He then attended the Georgia Institute of Technology for one year, before accepted a job as Coach of football team at Sumter Military Academy in 1901. Moses remained in that capacity until April 23, 1904, when he entered the Marine Corps and was commissioned second lieutenant. He was ordered to the School of Application at Annapolis, Maryland, for basic officer training, which he completed at the beginning of February 1905.

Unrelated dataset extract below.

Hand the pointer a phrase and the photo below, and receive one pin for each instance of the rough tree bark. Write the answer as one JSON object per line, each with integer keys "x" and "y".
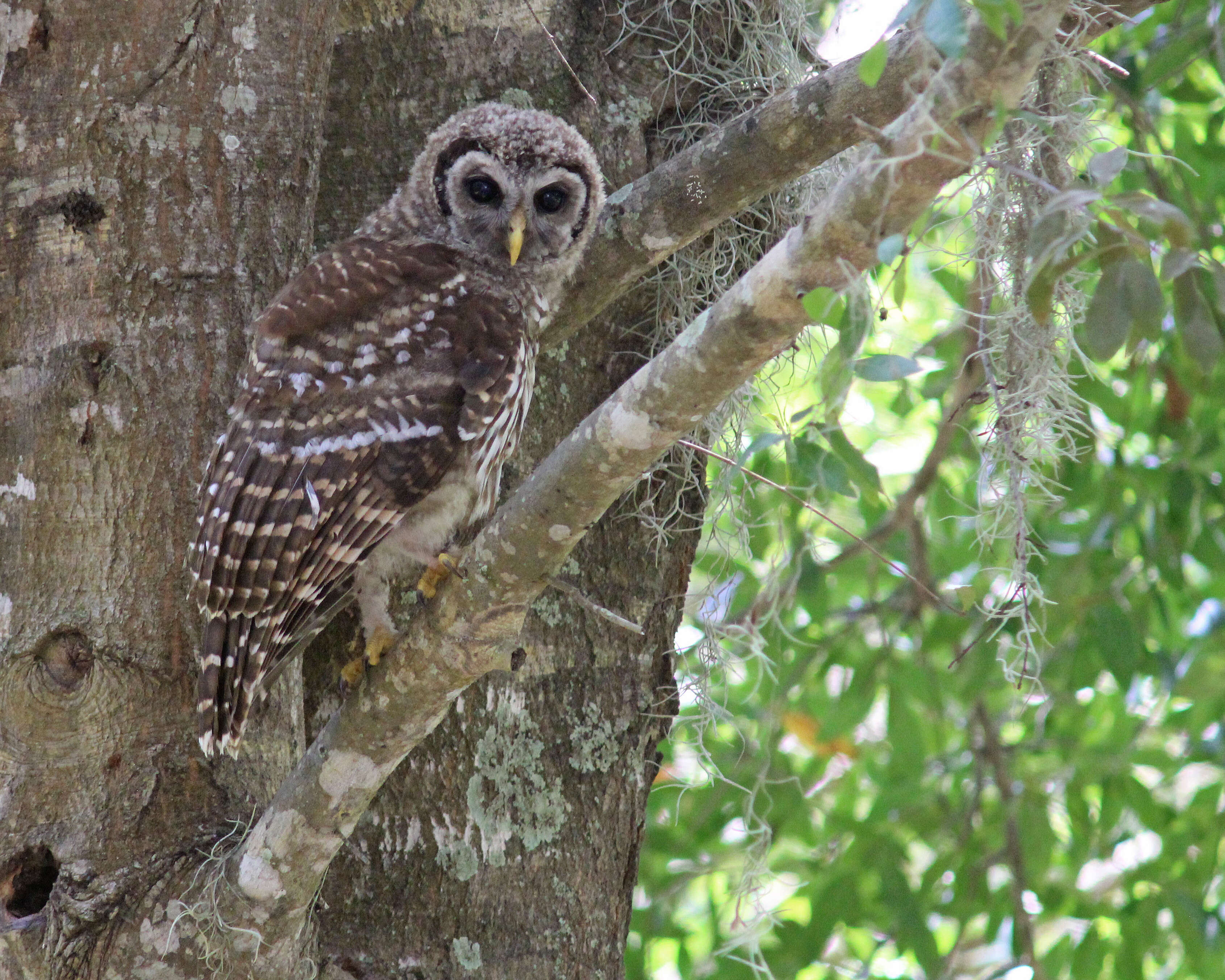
{"x": 158, "y": 176}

Moses was then ordered to the Marine barracks at New York Navy Yard, where he remained until December of that year, when he embarked for Panama Canal Zone for guard duty following the elections of first Panamian President, Manuel Amador Guerrero. He remained in that capacity until December 1906, when he returned to the United States for duty at Marine Barracks at Boston Navy Yard and was promoted to first lieutenant on January 1, 1908.

He was ordered back to Panama in June 1908 during an election disturbances and remained in that country until August of that year, when the emergency was called off. Moses then returned to Boston and remained there until January 1909, when he sailed for Hawaii, where he was stationed at Marine Barracks, Honolulu until November 1910. He was then attached to the Marine detachment aboard the armored cruiser USS Washington and took part in the patrol cruises off the East Coast of the United States and later in the Cuban waters. He also saw action in Cuba during the putting down of an insurrection and in protecting American interests from dissident groups.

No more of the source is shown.